O'LEARY AND JOHN O'KEEFE.

In the Recollections of John O'Keefe, the following anecdote is related:—

"In 1775 I was in company with Father O'Leary, at the house of Flynn, the printer in Cork. O'Leary had a fine smooth brogue; his learning was extensive, and his wit brilliant. He was tall and thin, with, a long, pale, and pleasant visage, smiling and expressive. His dress was an entire suit of brown, of the old shape; a narrow stock, tight about his neck; his wig amply powdered, with a high poking foretop. In the year, 1791, my son Tottenham and I met him in St. James's Park, (London,) at the narrow entrance near Spring Gardens. A few minutes after, we were joined accidentally by Jemmy Wilder, well known in Dublin—once the famous Macheath, in Smock Alley—a worthy and respectable character, of a fine, bold, athletic figure, but violent and extravagant in his mode of acting.
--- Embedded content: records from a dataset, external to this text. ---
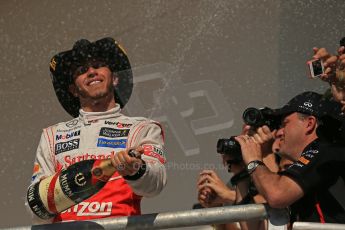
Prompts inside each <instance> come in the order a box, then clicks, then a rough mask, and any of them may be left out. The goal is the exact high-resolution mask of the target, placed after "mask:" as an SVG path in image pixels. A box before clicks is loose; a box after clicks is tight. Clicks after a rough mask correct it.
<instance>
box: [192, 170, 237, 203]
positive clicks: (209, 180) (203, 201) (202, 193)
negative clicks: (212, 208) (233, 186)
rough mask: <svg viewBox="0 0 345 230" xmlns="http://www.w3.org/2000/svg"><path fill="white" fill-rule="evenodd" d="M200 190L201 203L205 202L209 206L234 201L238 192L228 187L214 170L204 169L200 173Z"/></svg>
mask: <svg viewBox="0 0 345 230" xmlns="http://www.w3.org/2000/svg"><path fill="white" fill-rule="evenodd" d="M198 191H199V197H198V198H199V202H200V204H202V205H203V204H204V205H206V206H207V207H210V206H219V205H222V204H224V203H234V201H235V199H236V192H235V191H233V190H231V189H230V188H228V187H227V186H226V185H225V184H224V182H223V181H222V180H221V179H220V178H219V177H218V175H217V174H216V173H215V172H214V171H212V170H204V171H202V172H201V173H200V176H199V180H198ZM205 191H209V192H210V193H208V194H207V193H206V194H205V193H204V192H205ZM207 195H208V196H209V197H207ZM210 198H211V199H210Z"/></svg>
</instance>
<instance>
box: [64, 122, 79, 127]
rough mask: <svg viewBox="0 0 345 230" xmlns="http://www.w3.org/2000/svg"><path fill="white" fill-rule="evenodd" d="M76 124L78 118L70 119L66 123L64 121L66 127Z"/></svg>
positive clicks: (72, 126) (76, 122) (70, 126)
mask: <svg viewBox="0 0 345 230" xmlns="http://www.w3.org/2000/svg"><path fill="white" fill-rule="evenodd" d="M77 124H78V120H72V121H69V122H67V123H66V126H67V127H68V128H71V127H73V126H76V125H77Z"/></svg>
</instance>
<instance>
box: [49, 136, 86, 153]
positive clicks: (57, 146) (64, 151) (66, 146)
mask: <svg viewBox="0 0 345 230" xmlns="http://www.w3.org/2000/svg"><path fill="white" fill-rule="evenodd" d="M79 141H80V140H79V139H74V140H70V141H66V142H60V143H57V144H56V145H55V155H57V154H60V153H63V152H67V151H71V150H73V149H78V148H79Z"/></svg>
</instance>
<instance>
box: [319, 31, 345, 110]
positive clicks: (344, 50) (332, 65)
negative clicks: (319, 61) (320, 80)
mask: <svg viewBox="0 0 345 230" xmlns="http://www.w3.org/2000/svg"><path fill="white" fill-rule="evenodd" d="M313 51H314V56H313V59H315V60H316V59H321V60H322V61H323V66H324V74H322V75H321V77H320V78H321V79H322V80H323V81H326V82H328V83H329V84H330V89H329V91H328V92H329V94H331V95H332V97H333V99H334V100H335V101H337V102H339V103H341V104H342V111H343V112H345V37H344V38H342V39H341V41H340V48H339V49H338V55H332V54H330V53H328V51H327V50H326V49H325V48H317V47H314V48H313ZM328 92H327V93H328Z"/></svg>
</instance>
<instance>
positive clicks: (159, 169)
mask: <svg viewBox="0 0 345 230" xmlns="http://www.w3.org/2000/svg"><path fill="white" fill-rule="evenodd" d="M50 71H51V73H52V81H53V86H54V89H55V93H56V95H57V97H58V99H59V102H60V103H61V105H62V106H63V108H64V109H65V110H66V111H67V112H68V113H69V114H70V115H71V116H73V117H74V119H72V120H70V121H67V122H61V123H59V124H56V125H53V126H50V127H48V128H46V129H44V130H43V133H42V135H41V140H40V143H39V146H38V149H37V153H36V160H35V167H34V174H33V176H32V181H31V184H33V183H36V182H38V181H40V180H41V179H42V178H44V177H47V176H50V175H53V174H55V173H56V172H58V171H59V170H61V169H62V168H67V167H69V166H70V165H72V164H74V163H76V162H79V161H83V160H88V159H106V158H110V159H111V161H112V164H113V165H114V166H115V167H116V168H117V171H116V172H115V174H114V175H113V176H112V177H111V178H110V180H109V181H108V183H107V184H106V185H105V186H104V187H103V188H102V189H101V191H100V192H98V193H97V194H95V195H94V196H92V197H91V198H89V199H87V200H84V201H83V202H81V203H79V204H77V205H75V206H73V207H71V208H69V209H67V210H66V211H64V212H62V213H59V214H58V215H57V216H55V218H54V220H53V221H54V222H56V221H66V220H85V219H95V218H103V217H109V216H129V215H139V214H140V201H141V198H142V197H152V196H155V195H157V194H159V193H160V192H161V190H162V189H163V187H164V186H165V184H166V169H165V166H164V164H165V161H166V160H165V156H164V150H163V145H164V143H163V142H164V138H163V130H162V128H161V126H160V124H159V123H158V122H155V121H152V120H149V119H146V118H142V117H135V118H134V117H128V116H125V115H123V114H121V108H123V107H124V106H125V104H126V103H127V101H128V99H129V97H130V95H131V92H132V87H133V80H132V78H133V77H132V71H131V66H130V63H129V60H128V58H127V55H126V53H125V52H124V50H123V49H122V48H121V46H120V45H119V44H118V43H117V42H116V41H115V40H114V39H112V38H103V39H100V40H98V41H95V42H89V41H88V40H85V39H82V40H79V41H77V42H76V43H75V45H74V46H73V49H71V50H68V51H65V52H61V53H59V54H57V55H55V56H54V57H53V58H52V60H51V62H50ZM129 149H137V151H138V152H139V153H140V154H141V156H140V157H137V158H135V157H131V156H129V154H128V151H129ZM55 205H58V204H55ZM49 208H53V209H54V207H50V206H49ZM47 211H49V210H47ZM52 213H54V212H52Z"/></svg>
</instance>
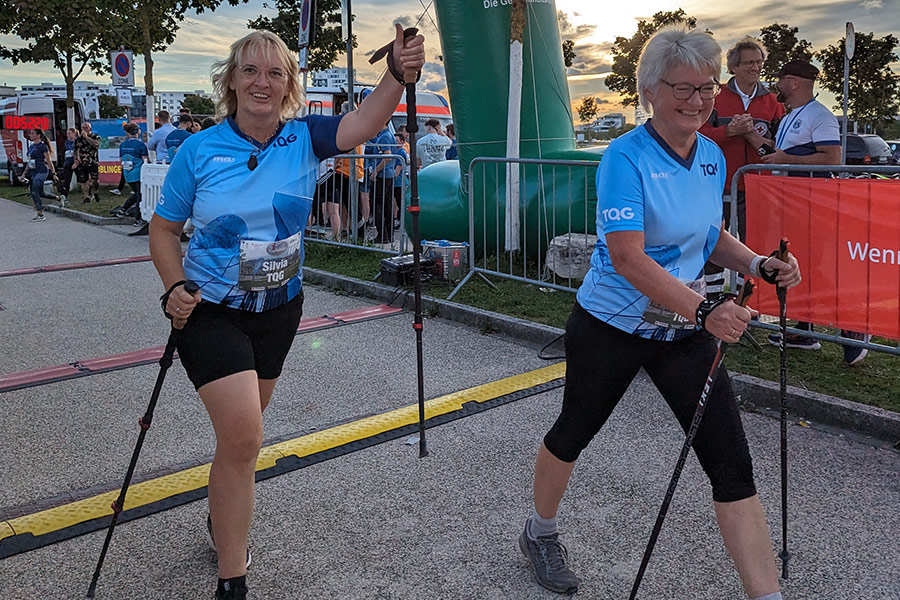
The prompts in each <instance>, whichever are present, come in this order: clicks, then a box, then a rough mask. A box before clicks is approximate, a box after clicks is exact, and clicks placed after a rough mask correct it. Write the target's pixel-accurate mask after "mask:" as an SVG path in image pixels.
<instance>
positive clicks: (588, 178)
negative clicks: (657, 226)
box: [447, 157, 600, 300]
mask: <svg viewBox="0 0 900 600" xmlns="http://www.w3.org/2000/svg"><path fill="white" fill-rule="evenodd" d="M599 164H600V163H599V162H598V161H575V160H542V159H530V158H516V159H513V158H488V157H479V158H476V159H474V160H473V161H472V162H471V163H470V164H469V171H468V196H469V240H468V242H469V271H468V273H466V275H465V277H464V278H463V279H462V281H460V283H459V284H458V285H457V286H456V287H455V288H454V289H453V291H452V292H451V293H450V294H449V295H448V296H447V299H448V300H449V299H452V298H453V296H455V295H456V293H457V292H458V291H459V290H460V289H461V288H462V287H463V286H464V285H465V284H466V283H467V282H468V281H469V280H470V279H471V278H472V277H473V276H476V275H477V276H479V277H481V278H482V279H483V280H484V281H485V282H487V283H488V284H489V285H492V284H491V283H490V281H489V280H488V279H486V278H485V275H493V276H494V277H502V278H506V279H511V280H513V281H520V282H523V283H529V284H532V285H535V286H538V287H541V288H548V289H554V290H561V291H569V292H574V291H576V290H577V288H578V286H579V285H580V280H581V279H583V278H584V275H585V274H586V273H587V271H588V269H589V266H590V259H591V254H592V253H593V249H594V246H595V244H596V242H597V236H596V235H595V234H594V233H592V232H593V231H594V223H595V219H596V216H595V215H596V188H595V185H594V183H593V182H594V179H595V174H596V172H597V166H598V165H599ZM516 181H518V184H517V185H516V183H515V182H516ZM507 182H510V183H509V184H508V183H507ZM508 185H509V186H515V187H510V188H509V190H508V189H507V186H508ZM513 189H514V190H517V191H518V198H519V210H518V214H519V232H518V234H517V235H510V236H507V234H506V225H505V223H506V221H507V218H506V214H505V208H504V209H503V210H502V212H501V206H503V207H505V206H506V205H507V203H508V202H510V199H511V198H513V197H514V194H512V193H510V190H513ZM501 199H502V200H504V201H503V202H500V200H501ZM513 238H516V239H517V240H518V243H516V242H515V241H513ZM508 243H511V244H512V245H513V249H509V248H508V245H509V244H508Z"/></svg>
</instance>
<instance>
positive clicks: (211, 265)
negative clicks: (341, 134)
mask: <svg viewBox="0 0 900 600" xmlns="http://www.w3.org/2000/svg"><path fill="white" fill-rule="evenodd" d="M341 118H343V115H339V116H335V117H330V116H329V117H326V116H321V115H309V116H308V117H304V118H302V119H294V120H292V121H288V122H287V123H285V124H284V125H283V126H282V127H281V129H280V130H279V131H277V132H276V134H275V135H274V136H273V138H272V139H271V140H270V141H269V143H268V144H266V145H265V146H262V145H261V144H259V142H257V141H256V140H254V139H252V138H250V137H248V136H246V135H244V134H243V133H242V132H241V131H240V130H239V129H238V128H237V125H236V124H235V123H234V121H233V120H232V119H231V118H228V119H226V120H225V121H223V122H222V123H219V124H218V125H216V126H214V127H210V128H209V129H205V130H203V131H200V132H197V133H195V134H193V135H192V136H190V137H189V138H188V139H187V140H185V142H184V143H183V144H182V145H181V147H180V148H179V150H178V153H177V154H176V155H175V159H174V160H173V162H172V166H171V167H169V172H168V174H167V175H166V180H165V183H164V184H163V189H162V194H161V196H160V199H159V203H158V204H157V207H156V214H157V215H159V216H160V217H162V218H164V219H167V220H169V221H174V222H176V223H181V222H184V221H185V220H186V219H187V218H188V217H190V219H191V221H192V222H193V224H194V227H195V230H194V235H193V237H192V238H191V242H190V244H189V245H188V249H187V253H186V254H185V257H184V272H185V277H186V278H187V279H191V280H193V281H195V282H196V283H197V284H198V285H200V288H201V290H202V291H203V297H204V299H206V300H210V301H212V302H216V303H219V304H224V305H227V306H230V307H232V308H238V309H241V310H247V311H254V312H261V311H264V310H269V309H272V308H275V307H277V306H280V305H282V304H284V303H286V302H288V301H290V300H291V299H293V298H294V297H295V296H296V295H297V294H298V293H300V289H301V286H302V277H303V271H302V268H299V267H302V264H303V244H302V242H303V231H304V229H305V228H306V221H307V218H308V217H309V212H310V209H311V207H312V197H313V193H314V191H315V186H316V170H317V167H318V164H319V161H321V160H325V159H326V158H329V157H331V156H334V155H335V154H339V153H340V150H339V149H338V147H337V145H336V136H337V128H338V124H339V123H340V120H341ZM251 156H255V158H256V161H255V162H256V167H255V168H254V169H252V170H251V169H250V166H251V165H252V164H253V162H251V161H250V157H251Z"/></svg>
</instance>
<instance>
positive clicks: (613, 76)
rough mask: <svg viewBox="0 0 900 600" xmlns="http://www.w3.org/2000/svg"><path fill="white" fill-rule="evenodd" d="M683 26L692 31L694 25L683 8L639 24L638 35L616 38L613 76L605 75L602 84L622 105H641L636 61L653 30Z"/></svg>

He had quitted the stage, and commenced picture-dealer; and when we met him in the Park, was running after a man, who, he said, had bought a picture of Rubens for three shillings and sixpence at a broker's stall in Drury-lane, and which was to make his (Wilder's) fortune. Our loud laughing at O'Leary's jokes, and his Irish brogue, and our stopping up the pathway, which is here very narrow, brought a crowd about us. O'Leary was very fond of the drama, and delighted in the company of the 'Glorious Boys,' as he called the actors—particularly that of Johnny Johnstone, for his fine singing in a room."